My mom gave my son a box of mis-matched pattern blocks that were left over from her classroom. Anyway, he’s not really old enough to “get” making designs on his own yet, but I figured he loves puzzles and matching shapes and colors isn’t too hard for him, so I started looking for some designs online of concrete objects drawn in pattern blocks, like a train, for example, since he’s really into trains.
But while the first site I found a bunch of animal designs had nice high quality printable PDFs, the second site (which had some cool designs like rockets and trains) had a word document with upscaled screenshots from a java applet. It was quite low resolution (like 32 pixels per inch instead of 300 pixels per inch…and no amount of anti-aliasing is going to make up for that), and the geometry of two of the shapes was just a little bit off for the sake of convenience. It just didn’t look very good printed. And there weren’t a lot of other free or instant-download alternatives.
So I decided to redraw a couple of those designs in Corel Draw, and set out creating isometric guidelines and measuring all the real pattern blocks with a ruler and compass to make sure I had the scale correct and everything before I created shape templates. And while the finished product didn’t look bad, I kept getting frustrated with how much simpler it “ought to be” to do this, mentally designing how it ought to work.
So that’s pretty much my inspiration for deciding to start this project. And just for fun, here’s one of my corel draw animal designs as a low quality gif image…and you can see a couple of my points of frustration trying to get the geometry to line up perfectly…even with the “snap” options in corel draw.
Computer Woes
My old computer was finally giving way, starting to have blue screens at least once a week and some other erratic issues. That’s never a good sign. And when you’re talking about a 5 year old laptop that’s already had the motherboard replaced once…well, it was just time to replace, before it dies a catastrophic death.

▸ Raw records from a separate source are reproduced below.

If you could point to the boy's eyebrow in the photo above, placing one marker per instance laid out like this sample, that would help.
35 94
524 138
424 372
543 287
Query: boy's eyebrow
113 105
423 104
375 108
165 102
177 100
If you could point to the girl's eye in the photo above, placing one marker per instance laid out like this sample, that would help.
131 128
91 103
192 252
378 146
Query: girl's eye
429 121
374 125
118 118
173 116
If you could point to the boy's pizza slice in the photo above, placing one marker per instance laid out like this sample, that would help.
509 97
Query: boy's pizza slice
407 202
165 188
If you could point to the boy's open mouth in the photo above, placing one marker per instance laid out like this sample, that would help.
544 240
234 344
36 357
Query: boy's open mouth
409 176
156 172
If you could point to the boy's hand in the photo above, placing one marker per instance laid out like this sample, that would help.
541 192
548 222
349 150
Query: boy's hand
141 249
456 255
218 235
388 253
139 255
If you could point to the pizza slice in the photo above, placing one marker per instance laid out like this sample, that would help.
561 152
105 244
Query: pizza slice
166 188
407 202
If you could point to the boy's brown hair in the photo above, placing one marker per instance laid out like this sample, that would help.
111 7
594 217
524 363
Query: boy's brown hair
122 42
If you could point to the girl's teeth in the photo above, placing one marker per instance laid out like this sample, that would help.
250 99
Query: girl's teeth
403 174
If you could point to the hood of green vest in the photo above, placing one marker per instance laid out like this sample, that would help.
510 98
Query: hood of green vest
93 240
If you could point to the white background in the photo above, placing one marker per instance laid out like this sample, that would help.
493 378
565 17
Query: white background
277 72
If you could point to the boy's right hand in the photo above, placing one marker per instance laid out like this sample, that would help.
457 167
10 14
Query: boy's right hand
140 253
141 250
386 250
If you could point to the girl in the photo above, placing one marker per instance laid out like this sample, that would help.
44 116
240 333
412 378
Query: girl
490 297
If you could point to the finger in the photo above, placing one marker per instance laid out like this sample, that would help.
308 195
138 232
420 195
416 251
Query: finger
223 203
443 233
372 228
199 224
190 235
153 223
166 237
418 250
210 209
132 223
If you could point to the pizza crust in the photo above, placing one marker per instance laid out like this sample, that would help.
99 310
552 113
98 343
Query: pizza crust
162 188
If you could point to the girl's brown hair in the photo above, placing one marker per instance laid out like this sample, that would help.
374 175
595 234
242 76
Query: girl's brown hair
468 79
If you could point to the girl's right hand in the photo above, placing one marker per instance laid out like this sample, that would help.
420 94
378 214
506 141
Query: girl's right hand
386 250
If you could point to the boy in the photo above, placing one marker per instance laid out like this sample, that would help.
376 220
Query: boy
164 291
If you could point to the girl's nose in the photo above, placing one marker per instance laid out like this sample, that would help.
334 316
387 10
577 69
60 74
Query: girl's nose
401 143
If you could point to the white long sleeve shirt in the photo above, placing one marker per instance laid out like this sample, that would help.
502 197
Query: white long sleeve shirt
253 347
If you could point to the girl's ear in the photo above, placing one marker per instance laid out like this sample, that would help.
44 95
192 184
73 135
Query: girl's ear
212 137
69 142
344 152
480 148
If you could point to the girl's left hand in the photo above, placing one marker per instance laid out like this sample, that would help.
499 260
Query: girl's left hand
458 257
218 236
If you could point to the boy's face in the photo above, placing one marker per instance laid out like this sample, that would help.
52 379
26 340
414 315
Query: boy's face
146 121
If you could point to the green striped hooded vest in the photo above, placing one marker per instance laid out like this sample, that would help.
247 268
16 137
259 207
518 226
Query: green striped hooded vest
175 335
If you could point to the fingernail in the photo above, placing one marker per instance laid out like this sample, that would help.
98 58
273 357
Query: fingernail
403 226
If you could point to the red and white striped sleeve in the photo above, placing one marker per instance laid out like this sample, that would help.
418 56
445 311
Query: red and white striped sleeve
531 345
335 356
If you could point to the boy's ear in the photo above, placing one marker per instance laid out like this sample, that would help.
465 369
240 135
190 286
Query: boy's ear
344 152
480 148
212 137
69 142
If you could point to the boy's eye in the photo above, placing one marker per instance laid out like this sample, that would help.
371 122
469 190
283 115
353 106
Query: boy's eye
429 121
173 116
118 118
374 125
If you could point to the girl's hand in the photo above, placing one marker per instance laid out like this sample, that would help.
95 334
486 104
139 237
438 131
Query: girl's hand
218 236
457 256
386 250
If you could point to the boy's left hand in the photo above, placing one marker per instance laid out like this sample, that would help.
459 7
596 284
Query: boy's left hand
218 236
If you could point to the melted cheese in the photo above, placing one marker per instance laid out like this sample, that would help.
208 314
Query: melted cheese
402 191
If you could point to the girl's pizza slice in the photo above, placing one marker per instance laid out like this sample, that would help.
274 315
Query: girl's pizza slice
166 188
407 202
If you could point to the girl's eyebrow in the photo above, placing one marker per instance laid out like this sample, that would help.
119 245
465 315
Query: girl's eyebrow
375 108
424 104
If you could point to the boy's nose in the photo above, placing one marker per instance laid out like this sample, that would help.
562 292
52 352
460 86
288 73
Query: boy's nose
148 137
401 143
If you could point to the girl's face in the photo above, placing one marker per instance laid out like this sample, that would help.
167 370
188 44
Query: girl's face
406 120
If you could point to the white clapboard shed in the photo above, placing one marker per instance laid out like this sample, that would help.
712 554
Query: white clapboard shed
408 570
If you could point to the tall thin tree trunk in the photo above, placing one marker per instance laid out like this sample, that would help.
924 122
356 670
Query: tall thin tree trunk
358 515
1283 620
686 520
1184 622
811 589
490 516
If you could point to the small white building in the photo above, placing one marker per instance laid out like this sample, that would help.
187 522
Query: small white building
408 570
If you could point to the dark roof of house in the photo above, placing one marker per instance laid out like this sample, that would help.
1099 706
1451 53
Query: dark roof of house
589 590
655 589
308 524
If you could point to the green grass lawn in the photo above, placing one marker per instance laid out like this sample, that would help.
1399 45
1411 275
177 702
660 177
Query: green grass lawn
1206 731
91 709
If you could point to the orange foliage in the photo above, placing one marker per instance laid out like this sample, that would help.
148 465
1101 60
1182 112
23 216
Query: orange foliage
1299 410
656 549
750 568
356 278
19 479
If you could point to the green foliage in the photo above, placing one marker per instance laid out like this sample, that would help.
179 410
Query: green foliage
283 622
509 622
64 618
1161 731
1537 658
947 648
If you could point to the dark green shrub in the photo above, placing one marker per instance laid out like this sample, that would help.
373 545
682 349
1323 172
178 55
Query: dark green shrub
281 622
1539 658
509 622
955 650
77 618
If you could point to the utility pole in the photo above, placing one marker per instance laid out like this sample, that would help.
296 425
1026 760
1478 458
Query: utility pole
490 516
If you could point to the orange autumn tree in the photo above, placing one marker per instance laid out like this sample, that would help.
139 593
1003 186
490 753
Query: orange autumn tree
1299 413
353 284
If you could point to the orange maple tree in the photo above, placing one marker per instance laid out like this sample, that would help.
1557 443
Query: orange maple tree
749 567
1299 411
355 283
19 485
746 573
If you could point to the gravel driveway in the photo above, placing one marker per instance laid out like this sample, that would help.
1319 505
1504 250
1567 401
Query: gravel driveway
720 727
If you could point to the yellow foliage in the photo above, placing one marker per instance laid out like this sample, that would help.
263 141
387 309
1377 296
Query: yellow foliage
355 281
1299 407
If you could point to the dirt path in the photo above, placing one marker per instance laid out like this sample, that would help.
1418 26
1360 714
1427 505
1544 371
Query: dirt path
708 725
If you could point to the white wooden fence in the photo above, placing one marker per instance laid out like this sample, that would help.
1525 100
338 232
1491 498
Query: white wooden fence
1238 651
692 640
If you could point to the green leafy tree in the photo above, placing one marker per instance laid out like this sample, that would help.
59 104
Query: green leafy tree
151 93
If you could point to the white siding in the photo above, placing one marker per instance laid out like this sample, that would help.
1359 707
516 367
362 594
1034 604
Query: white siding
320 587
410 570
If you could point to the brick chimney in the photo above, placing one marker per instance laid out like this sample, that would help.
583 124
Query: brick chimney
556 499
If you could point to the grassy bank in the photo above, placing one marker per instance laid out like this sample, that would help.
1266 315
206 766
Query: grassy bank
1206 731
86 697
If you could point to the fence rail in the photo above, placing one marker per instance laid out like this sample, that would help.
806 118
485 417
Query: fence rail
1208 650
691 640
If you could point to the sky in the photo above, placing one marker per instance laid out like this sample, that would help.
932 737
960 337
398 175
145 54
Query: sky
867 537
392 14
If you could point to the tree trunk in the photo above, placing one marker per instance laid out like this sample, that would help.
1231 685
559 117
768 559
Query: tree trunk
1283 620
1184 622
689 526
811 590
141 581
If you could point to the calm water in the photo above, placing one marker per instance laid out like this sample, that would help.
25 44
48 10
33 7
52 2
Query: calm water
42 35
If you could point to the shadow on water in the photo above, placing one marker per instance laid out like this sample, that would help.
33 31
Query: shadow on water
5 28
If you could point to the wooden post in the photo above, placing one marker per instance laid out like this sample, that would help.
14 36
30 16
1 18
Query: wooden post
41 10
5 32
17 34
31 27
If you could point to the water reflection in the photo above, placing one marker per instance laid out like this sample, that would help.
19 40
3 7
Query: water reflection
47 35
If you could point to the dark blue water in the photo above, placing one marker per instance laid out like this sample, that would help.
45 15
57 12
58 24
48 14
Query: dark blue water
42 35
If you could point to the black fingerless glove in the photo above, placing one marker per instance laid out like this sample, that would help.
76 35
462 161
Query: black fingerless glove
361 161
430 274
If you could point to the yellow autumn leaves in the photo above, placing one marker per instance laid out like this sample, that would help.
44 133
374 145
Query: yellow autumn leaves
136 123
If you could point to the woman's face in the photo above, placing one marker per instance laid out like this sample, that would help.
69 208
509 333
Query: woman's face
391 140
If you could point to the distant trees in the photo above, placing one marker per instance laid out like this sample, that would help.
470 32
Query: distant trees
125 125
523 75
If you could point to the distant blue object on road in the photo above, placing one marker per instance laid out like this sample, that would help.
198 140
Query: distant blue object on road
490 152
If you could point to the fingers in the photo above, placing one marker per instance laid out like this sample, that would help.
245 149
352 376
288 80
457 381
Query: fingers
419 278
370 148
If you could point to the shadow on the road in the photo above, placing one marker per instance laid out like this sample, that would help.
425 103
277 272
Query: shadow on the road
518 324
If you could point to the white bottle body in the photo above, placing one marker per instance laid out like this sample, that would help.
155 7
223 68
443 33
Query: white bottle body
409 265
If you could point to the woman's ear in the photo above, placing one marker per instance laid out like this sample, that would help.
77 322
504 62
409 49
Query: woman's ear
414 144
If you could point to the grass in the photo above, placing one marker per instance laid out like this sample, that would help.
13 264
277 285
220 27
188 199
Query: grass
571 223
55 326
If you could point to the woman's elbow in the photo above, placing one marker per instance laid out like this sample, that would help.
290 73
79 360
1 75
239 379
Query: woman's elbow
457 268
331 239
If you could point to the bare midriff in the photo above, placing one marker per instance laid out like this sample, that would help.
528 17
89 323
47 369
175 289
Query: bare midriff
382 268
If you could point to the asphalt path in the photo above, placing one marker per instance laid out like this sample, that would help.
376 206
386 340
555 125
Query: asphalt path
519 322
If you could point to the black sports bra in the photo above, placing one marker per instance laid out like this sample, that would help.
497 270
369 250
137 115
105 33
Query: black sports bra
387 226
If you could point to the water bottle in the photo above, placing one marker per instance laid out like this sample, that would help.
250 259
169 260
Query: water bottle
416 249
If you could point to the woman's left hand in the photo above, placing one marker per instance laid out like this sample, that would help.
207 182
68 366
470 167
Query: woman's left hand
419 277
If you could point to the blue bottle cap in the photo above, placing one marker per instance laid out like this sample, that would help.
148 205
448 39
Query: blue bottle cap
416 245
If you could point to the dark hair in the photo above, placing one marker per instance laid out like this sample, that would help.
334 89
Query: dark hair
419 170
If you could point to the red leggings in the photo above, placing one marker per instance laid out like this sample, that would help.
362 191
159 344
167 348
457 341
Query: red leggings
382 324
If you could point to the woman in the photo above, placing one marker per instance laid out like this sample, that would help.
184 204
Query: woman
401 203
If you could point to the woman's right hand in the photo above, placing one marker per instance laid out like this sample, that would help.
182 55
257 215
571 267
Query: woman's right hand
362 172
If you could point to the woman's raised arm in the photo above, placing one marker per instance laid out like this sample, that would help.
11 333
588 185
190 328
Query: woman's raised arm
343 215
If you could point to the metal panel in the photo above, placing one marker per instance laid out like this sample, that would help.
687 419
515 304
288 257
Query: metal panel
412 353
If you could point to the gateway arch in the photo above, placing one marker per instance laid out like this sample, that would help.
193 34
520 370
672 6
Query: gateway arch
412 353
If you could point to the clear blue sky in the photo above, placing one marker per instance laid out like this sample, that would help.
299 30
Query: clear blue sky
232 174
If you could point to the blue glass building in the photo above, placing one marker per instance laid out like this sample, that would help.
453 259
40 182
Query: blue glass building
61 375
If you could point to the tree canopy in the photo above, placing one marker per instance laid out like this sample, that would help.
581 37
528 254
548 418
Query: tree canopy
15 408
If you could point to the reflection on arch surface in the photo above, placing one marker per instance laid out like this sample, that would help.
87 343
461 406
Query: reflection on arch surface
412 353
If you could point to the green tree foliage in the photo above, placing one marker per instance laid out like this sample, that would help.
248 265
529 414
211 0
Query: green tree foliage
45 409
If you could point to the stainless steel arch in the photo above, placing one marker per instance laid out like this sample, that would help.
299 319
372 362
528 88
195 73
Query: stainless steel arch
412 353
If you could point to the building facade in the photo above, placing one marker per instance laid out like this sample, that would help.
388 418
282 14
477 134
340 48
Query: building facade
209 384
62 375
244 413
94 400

At first I was thinking I’d just get another laptop, but when I started looking at computers, a relatively new form-factor caught my eye–the all in one flat-panel touch-screen computers. Just think of how much desk space this would free up! And a full HD screen? That doesn’t require an external monitor sitting next to it? And it’s not like I ever take that computer with me when I travel, since the netbook is a lot more portable.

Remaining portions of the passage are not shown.